Esse aspecto fica claro quando percebemos que em Kant uma ‘intuição’ jamais é
classificada como uma ‘premissa’, ainda que ‘não conclusiva’, ou mesmo um ‘juízo’.
Mas essa definição do termo ‘intuição’ não responde à pergunta feita por Peirce no
começo do texto. Tal se sucede, na verdade, por uma razão bastante simples: o filósofo não
questiona e esclarece o que significa ‘intuição’ tal como, influenciado por Kant, ele mesmo
entende – e, se nos dá uma definição do termo no texto, trata-se apenas de um
esclarecimento quanto a como se propõe a usá-lo a partir de então –, mas se pergunta antes
pela possibilidade de existir uma faculdade tal que nos permita identificar quais cognições
dentre outras cognições são realmente ‘intuições’4. Não está em questão o que é ou qual a
natureza de uma ‘intuição’ da forma como Peirce compreende o termo, mas como se
sustenta – se é que se sustenta – a hipótese segundo a qual existe uma faculdade pela qual
conseguimos ‘olhar em nossa mente’ e identificar, entre tantas cognições, aquelas que de
4
Assim como ele entende ‘intuições’, ou seja, como cognições não determinadas por cognições anteriores,
mas pelo objeto transcendental. A pergunta de Peirce, portanto, expressa uma preocupação quanto à existência
de uma faculdade pela qual essas ‘intuições’ possam ser reconhecidas.
fato são ‘intuições’. No entender do filósofo,

[...] manifestamente, são duas coisas diferentes: ter uma intuição e saber
intuitivamente que se trata duma intuição; a questão é saber se estas duas coisas
distinguíveis em pensamento estão de fato invariavelmente ligadas, de forma a
podermos sempre distinguir intuitivamente entre intuição e cognição-de-si-
própria. (PEIRCE, 1983, § 5.214, p. 61).

A diferenciação entre ‘ter uma intuição’ e ‘saber intuitivamente que se trata de uma
intuição’ exposta por Peirce nesse parágrafo é o primeiro ponto que tem de estar claro.

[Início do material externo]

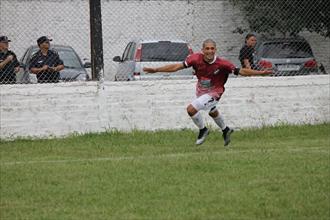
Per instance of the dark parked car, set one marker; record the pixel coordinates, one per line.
(152, 53)
(74, 69)
(286, 56)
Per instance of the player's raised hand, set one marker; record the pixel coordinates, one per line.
(149, 70)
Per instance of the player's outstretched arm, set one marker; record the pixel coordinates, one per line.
(166, 68)
(251, 72)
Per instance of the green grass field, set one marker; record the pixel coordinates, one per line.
(270, 173)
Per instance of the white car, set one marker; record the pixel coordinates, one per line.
(152, 53)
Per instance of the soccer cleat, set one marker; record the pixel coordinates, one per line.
(226, 135)
(202, 135)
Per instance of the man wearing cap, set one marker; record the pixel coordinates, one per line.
(9, 64)
(46, 63)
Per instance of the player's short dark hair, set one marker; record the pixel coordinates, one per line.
(209, 41)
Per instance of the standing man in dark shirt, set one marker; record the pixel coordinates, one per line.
(46, 63)
(9, 64)
(246, 54)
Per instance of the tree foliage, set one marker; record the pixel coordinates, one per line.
(288, 17)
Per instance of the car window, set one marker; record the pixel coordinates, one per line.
(164, 51)
(286, 50)
(69, 58)
(131, 51)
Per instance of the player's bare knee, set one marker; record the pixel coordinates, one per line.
(191, 110)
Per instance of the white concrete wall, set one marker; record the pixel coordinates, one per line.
(44, 110)
(67, 22)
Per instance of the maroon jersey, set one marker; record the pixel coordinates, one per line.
(211, 76)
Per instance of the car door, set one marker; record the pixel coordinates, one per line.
(126, 67)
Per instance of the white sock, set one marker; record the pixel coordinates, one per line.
(220, 122)
(198, 120)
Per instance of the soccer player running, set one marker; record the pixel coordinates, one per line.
(212, 73)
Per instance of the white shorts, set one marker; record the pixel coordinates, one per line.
(205, 102)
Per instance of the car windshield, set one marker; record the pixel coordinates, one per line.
(164, 51)
(286, 50)
(69, 58)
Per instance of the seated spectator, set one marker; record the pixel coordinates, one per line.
(46, 63)
(9, 64)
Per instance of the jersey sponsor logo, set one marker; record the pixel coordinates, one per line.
(216, 72)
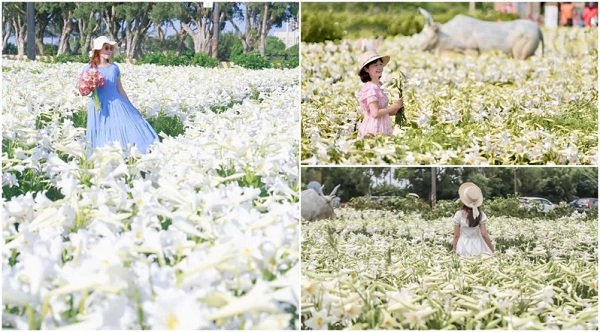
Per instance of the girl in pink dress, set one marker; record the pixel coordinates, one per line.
(373, 100)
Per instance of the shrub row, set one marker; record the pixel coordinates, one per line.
(249, 60)
(500, 207)
(320, 25)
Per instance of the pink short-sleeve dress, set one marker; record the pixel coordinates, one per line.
(383, 125)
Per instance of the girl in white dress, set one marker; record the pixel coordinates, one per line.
(470, 233)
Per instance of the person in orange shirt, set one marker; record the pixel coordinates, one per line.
(590, 12)
(566, 14)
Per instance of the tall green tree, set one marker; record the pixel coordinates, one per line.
(88, 19)
(259, 18)
(137, 19)
(197, 21)
(15, 15)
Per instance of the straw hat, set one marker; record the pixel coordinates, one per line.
(371, 56)
(100, 41)
(470, 195)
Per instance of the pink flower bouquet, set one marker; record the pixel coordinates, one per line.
(89, 81)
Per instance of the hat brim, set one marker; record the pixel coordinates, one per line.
(116, 50)
(463, 197)
(385, 59)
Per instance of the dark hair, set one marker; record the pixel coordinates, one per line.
(364, 76)
(473, 222)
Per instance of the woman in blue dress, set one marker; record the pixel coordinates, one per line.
(116, 119)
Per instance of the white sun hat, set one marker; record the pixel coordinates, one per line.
(372, 56)
(471, 196)
(99, 42)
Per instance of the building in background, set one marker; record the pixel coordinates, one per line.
(548, 15)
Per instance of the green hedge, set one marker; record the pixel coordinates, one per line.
(250, 60)
(500, 207)
(320, 25)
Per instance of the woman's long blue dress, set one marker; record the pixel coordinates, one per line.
(117, 119)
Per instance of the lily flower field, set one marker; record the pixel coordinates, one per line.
(199, 233)
(375, 269)
(461, 110)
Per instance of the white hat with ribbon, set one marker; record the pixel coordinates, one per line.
(99, 42)
(371, 56)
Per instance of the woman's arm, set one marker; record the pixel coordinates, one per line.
(377, 112)
(486, 237)
(121, 90)
(456, 236)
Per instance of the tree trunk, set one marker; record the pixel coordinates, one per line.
(110, 21)
(6, 35)
(263, 30)
(63, 43)
(20, 35)
(202, 37)
(248, 21)
(432, 196)
(216, 28)
(180, 39)
(161, 37)
(85, 36)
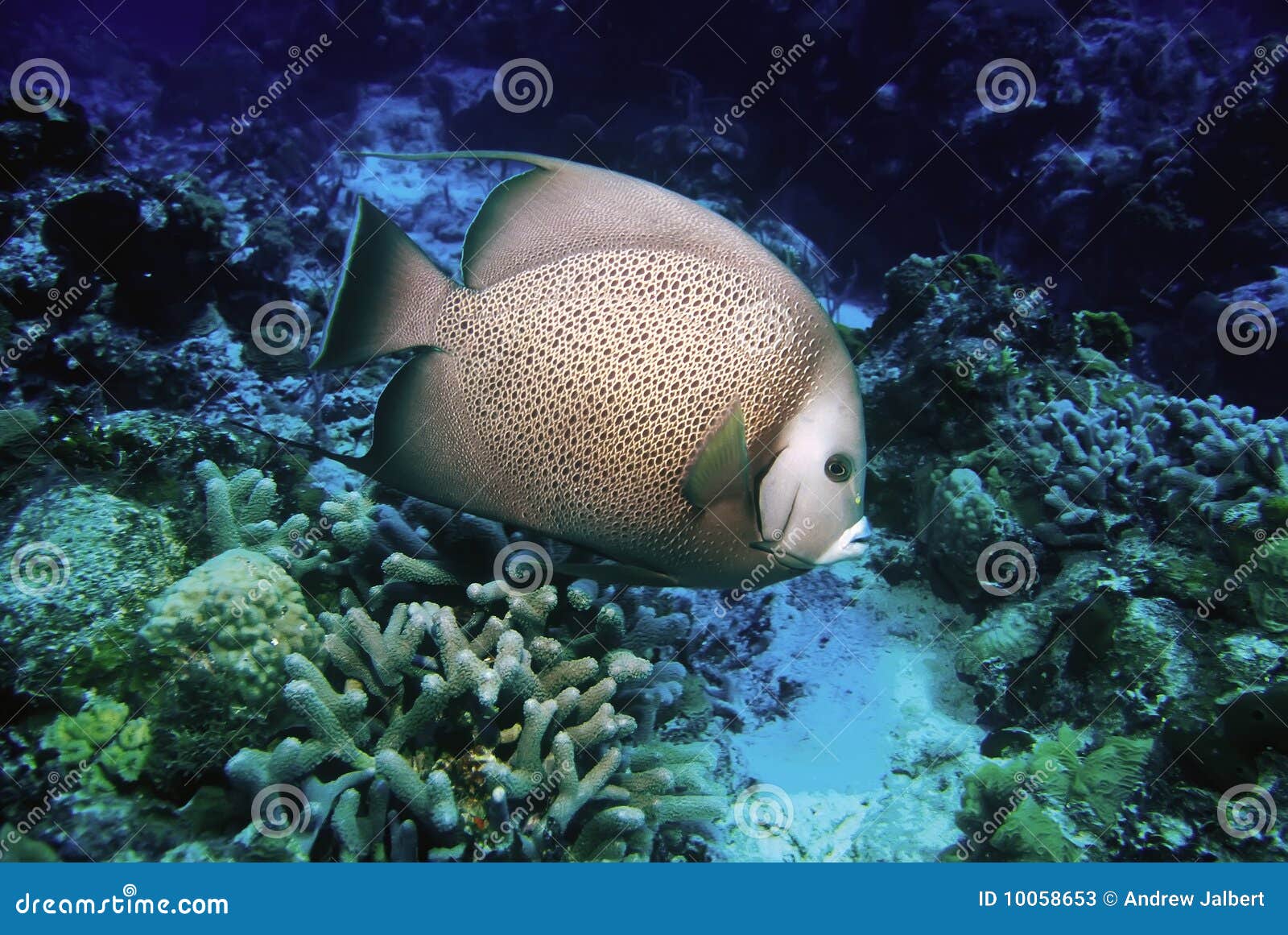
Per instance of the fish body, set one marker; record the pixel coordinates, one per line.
(621, 370)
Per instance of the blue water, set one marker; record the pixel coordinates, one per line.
(1053, 240)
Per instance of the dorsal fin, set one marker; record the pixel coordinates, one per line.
(719, 469)
(560, 209)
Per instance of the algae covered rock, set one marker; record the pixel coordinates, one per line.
(217, 642)
(81, 567)
(964, 520)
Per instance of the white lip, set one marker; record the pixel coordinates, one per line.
(850, 545)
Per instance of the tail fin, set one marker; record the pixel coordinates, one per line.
(358, 464)
(390, 298)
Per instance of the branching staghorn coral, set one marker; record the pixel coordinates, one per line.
(1117, 453)
(437, 767)
(238, 511)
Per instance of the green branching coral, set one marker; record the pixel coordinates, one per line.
(478, 738)
(238, 515)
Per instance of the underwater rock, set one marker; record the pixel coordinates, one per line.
(83, 565)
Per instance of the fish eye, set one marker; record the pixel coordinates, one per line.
(839, 469)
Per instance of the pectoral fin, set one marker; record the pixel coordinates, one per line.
(720, 469)
(613, 573)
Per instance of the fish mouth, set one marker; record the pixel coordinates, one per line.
(849, 545)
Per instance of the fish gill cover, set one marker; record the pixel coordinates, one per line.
(871, 446)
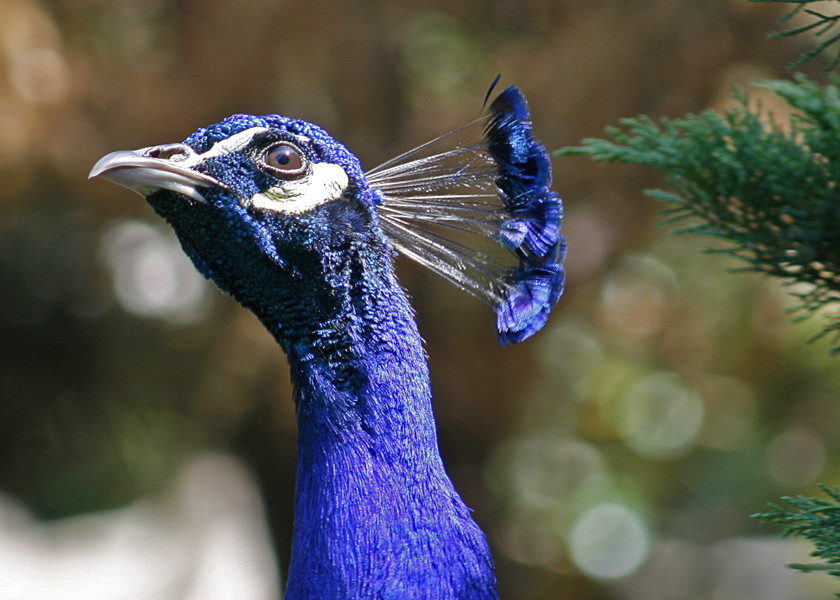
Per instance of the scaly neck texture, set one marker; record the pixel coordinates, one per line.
(376, 516)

O
segundo é entender que o propósito do pragmatista concentra-se em questionar se podemos
‘saber intuitivamente’ quais de nossas cognições são ‘intuições’. Se quisermos realmente
entender a que se dirigem as críticas de Peirce a Descartes e também qual o estatuto dessas
objeções, precisamos observar que a pergunta fundamental de QFRH coloca em evidência a
possibilidade de termos acesso a nós mesmos, à nossa própria ‘subjetividade’, e não a
possibilidade de acessarmos os objetos da experiência pelos sentidos. Mais diretamente:
sobre a possibilidade de dispormos de algo como uma ‘intuição’ aos moldes cartesianos.
Ainda não sabemos se realmente existe – e, se existe, então de que natureza é – essa
faculdade; mas já identificamos que ela corresponde àquilo que Descartes entende por
‘intuição’. Uma objeção à sua existência representa, portanto, uma objeção ao pensamento
cartesiano. Seria esse o alvo da crítica que Peirce faz ao pai da modernidade?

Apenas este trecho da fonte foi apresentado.